La historia de las religiones de los sumerios, acadio y babilonios de la Mesopotamia es en gran medida significativa, talvez más que cualquier otra historia religiosa transmitida por el mundo antiguo. Es también la historia más antigua de la historia humana. Involucra a multitudes de dioses, mientras que la religión sumeria incluye nada menos que a la figura que salva a la humanidad de su animalismo —una figura presente en toda religión.

Quien crea que la religión sumeria es atrasada debido a la multitud de sus dioses debería reconsiderarlo e investigar con más precisión, porque la religión sumeria no es diferente de las religiones que vinieron después de ella. Además, las religiones humanas exitosas se construyeron sobre la base de la religión sumeria. Encontramos que muchos “dioses”, como los llamaban a veces los sumerios, eran descriptos en las como humanos o reyes sabios en las historias, epopeyas y tablillas de arcilla sumerias —contraían matrimonio, criaban hijos, asesinaban, cometían injusticias, y los hombres lloraban por ellos— o sólo eran símbolos.
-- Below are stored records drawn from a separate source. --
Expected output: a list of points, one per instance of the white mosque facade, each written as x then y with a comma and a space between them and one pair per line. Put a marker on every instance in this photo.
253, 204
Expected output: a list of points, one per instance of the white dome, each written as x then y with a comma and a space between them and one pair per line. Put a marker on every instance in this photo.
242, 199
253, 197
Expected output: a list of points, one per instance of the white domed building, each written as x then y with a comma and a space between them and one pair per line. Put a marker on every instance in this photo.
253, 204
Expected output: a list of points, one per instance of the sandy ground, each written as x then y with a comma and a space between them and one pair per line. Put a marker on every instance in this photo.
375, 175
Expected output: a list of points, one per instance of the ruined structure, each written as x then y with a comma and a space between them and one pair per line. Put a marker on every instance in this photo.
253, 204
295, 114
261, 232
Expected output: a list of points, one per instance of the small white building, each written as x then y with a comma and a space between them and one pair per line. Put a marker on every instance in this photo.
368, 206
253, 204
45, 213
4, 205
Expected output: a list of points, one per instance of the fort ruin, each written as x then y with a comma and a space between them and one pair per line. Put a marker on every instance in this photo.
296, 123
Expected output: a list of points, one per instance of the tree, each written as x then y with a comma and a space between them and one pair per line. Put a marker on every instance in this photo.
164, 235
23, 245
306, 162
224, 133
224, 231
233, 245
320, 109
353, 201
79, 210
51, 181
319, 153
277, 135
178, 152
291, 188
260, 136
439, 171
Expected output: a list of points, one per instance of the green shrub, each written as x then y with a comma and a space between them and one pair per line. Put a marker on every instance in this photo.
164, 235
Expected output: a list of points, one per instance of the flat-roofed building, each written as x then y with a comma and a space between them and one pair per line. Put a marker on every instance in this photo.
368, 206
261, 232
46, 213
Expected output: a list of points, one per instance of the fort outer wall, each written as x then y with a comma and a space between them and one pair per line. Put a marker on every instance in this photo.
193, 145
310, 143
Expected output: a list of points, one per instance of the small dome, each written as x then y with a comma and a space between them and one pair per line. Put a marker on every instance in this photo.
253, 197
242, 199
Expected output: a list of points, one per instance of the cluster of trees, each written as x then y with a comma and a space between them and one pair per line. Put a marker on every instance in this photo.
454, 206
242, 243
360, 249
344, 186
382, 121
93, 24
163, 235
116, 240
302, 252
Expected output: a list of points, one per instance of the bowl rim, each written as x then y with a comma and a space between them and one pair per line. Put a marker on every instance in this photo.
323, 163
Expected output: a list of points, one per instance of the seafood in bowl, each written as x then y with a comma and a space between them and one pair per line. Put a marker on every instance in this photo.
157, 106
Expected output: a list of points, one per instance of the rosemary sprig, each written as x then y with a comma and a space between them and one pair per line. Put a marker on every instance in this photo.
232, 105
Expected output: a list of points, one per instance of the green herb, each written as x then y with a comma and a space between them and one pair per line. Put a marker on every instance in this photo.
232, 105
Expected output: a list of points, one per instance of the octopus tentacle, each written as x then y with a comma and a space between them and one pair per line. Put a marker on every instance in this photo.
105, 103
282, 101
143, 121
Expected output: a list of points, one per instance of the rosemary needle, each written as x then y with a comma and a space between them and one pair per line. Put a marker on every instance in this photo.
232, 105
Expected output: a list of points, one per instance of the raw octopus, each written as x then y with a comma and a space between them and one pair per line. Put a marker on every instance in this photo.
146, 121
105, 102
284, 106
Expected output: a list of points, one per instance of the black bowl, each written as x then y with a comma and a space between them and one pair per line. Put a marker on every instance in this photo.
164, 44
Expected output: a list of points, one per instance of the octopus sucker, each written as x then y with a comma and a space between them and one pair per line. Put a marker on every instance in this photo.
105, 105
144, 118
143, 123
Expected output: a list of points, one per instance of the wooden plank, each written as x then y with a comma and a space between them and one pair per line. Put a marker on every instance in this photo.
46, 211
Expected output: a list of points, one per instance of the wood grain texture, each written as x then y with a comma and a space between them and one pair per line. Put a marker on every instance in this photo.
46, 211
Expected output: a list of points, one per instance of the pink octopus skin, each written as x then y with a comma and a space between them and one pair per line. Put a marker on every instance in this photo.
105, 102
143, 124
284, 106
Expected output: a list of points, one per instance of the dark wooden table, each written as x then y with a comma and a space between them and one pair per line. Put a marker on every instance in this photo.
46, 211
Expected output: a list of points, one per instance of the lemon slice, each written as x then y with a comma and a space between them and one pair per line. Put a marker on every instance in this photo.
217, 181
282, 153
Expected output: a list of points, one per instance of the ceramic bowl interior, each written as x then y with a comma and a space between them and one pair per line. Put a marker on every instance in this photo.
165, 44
Así que no es difícil que entendamos que la señora de los dioses, Ishtar, sea la vida temporal en sí, mientras la encontramos lamentándose por los que murieron en el diluvio de Noé (Utnapishtim):

“La diosa gimió como una mujer al parir,

Belet-ili se lamentó, cuya voz es tan dulce:

 

‘Los tiempos antiguos se han vuelto arcilla,

porque hablo la maldad en la asamblea de los dioses.

¿Cómo podría hablar la maldad en la asamblea de los dioses,

y declarar una guerra para destruir a mi pueblo?

 

‘Soy yo quien da a luz, ¡este pueblo es mío!
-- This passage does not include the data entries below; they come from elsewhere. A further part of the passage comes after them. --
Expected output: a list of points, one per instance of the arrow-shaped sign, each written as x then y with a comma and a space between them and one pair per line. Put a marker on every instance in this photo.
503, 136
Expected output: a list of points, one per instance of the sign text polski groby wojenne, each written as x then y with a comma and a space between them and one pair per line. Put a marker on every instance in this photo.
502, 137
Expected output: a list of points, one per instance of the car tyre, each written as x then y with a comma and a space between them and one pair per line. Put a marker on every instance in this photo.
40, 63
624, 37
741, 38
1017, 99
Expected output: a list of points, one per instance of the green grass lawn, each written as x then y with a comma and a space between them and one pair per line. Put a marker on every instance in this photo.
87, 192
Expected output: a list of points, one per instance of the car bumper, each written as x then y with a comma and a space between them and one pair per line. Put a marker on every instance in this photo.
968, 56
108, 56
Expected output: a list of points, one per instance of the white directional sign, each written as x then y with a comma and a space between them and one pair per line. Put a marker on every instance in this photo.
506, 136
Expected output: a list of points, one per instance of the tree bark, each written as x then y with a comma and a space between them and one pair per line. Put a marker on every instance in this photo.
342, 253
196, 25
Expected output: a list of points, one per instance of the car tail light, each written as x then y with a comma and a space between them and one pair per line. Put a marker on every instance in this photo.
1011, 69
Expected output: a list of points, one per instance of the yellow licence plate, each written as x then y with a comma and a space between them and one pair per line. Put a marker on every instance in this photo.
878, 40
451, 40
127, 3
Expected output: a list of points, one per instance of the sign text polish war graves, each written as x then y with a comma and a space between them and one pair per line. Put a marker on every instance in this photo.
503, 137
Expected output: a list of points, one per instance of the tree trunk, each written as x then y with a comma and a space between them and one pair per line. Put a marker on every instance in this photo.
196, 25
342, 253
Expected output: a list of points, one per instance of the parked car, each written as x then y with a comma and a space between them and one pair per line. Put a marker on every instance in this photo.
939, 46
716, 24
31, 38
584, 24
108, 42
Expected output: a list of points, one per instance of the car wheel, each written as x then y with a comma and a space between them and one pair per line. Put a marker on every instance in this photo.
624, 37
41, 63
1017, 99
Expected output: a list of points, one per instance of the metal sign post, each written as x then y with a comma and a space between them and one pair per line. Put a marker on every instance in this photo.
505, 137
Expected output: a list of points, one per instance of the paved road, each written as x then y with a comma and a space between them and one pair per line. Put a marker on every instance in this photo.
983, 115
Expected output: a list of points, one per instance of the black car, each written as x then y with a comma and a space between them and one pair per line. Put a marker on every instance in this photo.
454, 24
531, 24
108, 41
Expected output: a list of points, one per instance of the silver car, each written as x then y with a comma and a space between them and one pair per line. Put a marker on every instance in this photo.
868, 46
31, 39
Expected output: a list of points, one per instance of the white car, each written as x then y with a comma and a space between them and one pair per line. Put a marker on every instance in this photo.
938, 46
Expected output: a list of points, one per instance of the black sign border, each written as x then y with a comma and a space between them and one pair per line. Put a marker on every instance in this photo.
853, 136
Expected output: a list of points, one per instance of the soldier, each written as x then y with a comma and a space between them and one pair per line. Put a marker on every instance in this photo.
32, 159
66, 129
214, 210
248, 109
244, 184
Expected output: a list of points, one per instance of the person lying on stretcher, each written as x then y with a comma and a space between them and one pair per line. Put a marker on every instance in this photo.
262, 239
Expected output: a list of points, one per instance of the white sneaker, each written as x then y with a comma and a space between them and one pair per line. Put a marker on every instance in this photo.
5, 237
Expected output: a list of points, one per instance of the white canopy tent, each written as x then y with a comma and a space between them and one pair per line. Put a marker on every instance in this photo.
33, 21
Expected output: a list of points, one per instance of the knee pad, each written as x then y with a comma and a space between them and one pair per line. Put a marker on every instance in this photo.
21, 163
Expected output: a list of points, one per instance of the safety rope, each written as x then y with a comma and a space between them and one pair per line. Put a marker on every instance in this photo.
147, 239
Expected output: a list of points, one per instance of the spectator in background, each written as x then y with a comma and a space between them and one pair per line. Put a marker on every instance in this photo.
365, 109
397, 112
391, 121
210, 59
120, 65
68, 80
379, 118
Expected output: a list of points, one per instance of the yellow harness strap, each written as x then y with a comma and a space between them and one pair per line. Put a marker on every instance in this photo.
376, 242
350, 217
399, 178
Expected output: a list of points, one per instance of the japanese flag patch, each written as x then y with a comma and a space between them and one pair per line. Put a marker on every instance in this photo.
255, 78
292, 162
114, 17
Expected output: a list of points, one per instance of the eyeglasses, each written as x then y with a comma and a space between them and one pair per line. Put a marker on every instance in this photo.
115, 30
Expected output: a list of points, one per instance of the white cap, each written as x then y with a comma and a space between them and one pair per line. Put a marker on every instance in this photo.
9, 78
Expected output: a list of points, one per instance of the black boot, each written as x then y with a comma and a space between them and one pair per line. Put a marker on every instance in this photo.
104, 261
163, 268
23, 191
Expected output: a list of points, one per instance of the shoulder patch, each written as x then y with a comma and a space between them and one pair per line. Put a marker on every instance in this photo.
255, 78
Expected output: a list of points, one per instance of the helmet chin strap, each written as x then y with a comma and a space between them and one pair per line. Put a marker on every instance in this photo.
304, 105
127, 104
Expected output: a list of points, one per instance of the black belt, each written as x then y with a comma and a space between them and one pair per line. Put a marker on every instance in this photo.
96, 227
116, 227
¡Y ahora, como peces, sienten el océano!’” (Baqir, “La Epopeya de Gilgamesh”)

Quien examine la historia sumeria de la religión se encontrará leyéndola enteramente en términos simbólicos. Encontrará la historia de las tres religiones y del salvador, el redentor, o el Mahdi. Encontrará también que los dioses sumerios no son más que personas y símbolos que pueden ser deificados con la verdad o lo falso, tal como a los profetas y califas de Dios descendientes de Adán (a), o como a la vida temporal, el “yo”, y el grupo.
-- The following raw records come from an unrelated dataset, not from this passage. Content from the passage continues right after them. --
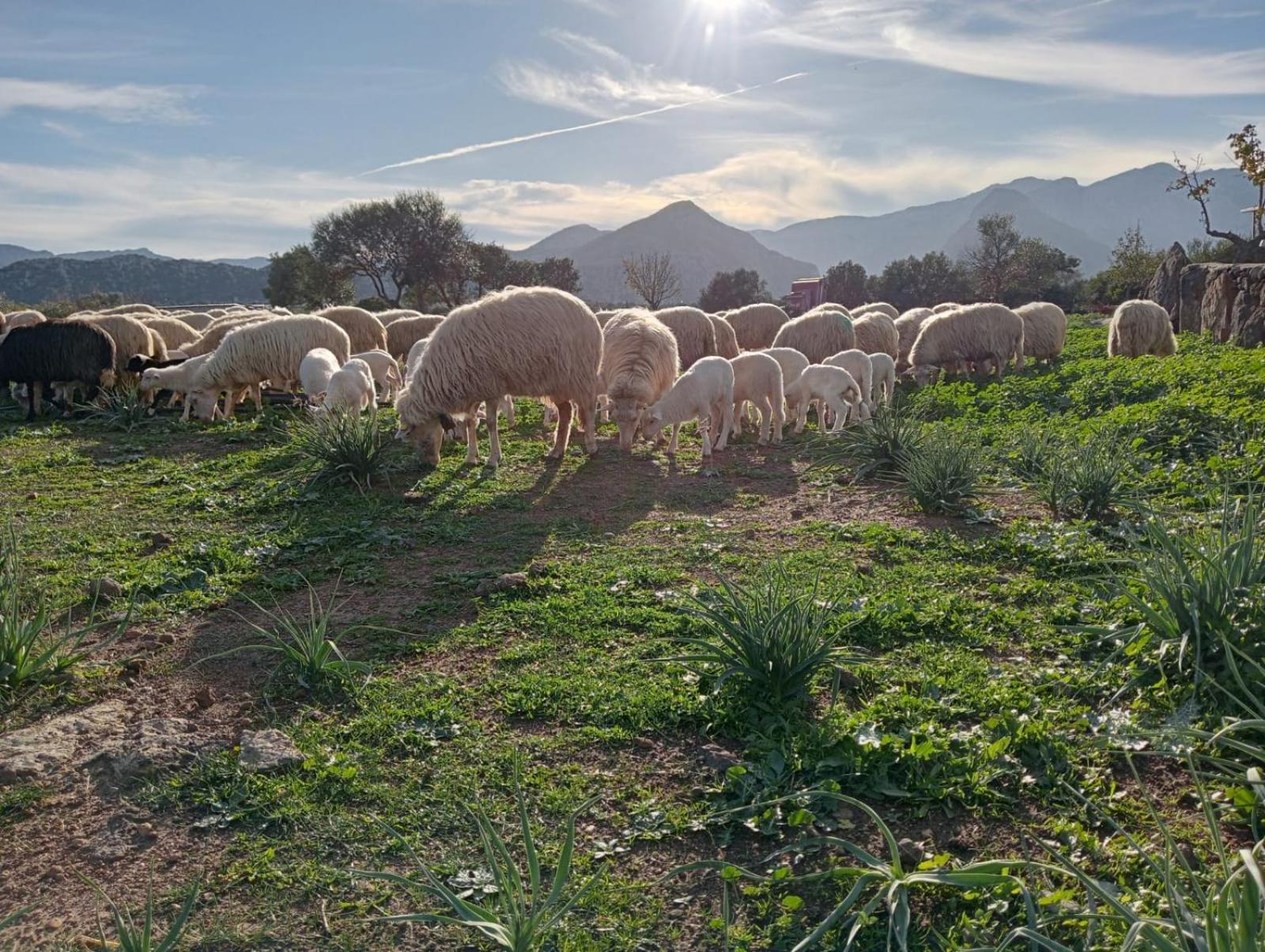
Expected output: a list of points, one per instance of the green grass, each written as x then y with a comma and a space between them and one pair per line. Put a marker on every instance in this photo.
986, 718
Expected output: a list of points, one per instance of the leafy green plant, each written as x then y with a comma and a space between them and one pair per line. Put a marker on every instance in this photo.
773, 637
343, 447
516, 913
308, 652
139, 937
32, 651
876, 882
878, 446
942, 472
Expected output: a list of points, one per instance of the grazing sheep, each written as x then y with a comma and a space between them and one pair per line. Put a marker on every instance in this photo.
315, 370
402, 333
1045, 328
386, 371
818, 334
704, 393
758, 380
696, 338
57, 352
727, 341
1138, 328
639, 365
862, 368
389, 317
364, 331
351, 389
527, 342
832, 387
177, 377
175, 333
876, 333
908, 332
757, 324
978, 333
883, 387
267, 349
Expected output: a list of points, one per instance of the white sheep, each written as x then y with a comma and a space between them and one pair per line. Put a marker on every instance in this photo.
527, 342
639, 364
1142, 327
704, 393
832, 387
757, 324
987, 334
315, 370
351, 389
270, 349
818, 334
758, 380
1045, 330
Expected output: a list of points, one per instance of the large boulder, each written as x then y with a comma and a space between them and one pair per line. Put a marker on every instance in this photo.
1227, 300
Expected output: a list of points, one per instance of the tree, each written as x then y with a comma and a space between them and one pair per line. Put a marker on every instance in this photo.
993, 259
1249, 153
914, 282
653, 278
845, 284
296, 279
733, 289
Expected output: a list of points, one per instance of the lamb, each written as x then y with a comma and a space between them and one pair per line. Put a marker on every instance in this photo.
315, 370
818, 334
977, 333
639, 365
386, 371
176, 377
704, 393
174, 332
727, 341
63, 351
833, 387
696, 338
351, 389
1045, 328
883, 387
1138, 328
758, 379
269, 349
364, 331
527, 342
908, 332
876, 333
757, 324
881, 307
402, 333
862, 368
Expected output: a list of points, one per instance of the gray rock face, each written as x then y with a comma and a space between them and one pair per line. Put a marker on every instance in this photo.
269, 750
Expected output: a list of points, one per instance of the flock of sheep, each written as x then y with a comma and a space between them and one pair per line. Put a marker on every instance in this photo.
647, 370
Podemos decir ahora: ninguna persona racional diría que los avanzados logros que claramente aparecieron en la historia hace miles de años vinieron de la nada, o que se hayan desarrollado de una cultura primitiva y atrasada, dado el hecho de que no hay ningún rastro de cadena de que exista este supuesto desarrollo cultural. Esto es en particular cierto puesto que las mismas declaraciones de los sumerios refutan cualquier declaración basada en la ilusión, sin apoyarse con evidencia, que sugiera que la cultura, la civilización y el comportamiento sofisticados de los sumerios se habría desarrollado de un pueblo primitivo.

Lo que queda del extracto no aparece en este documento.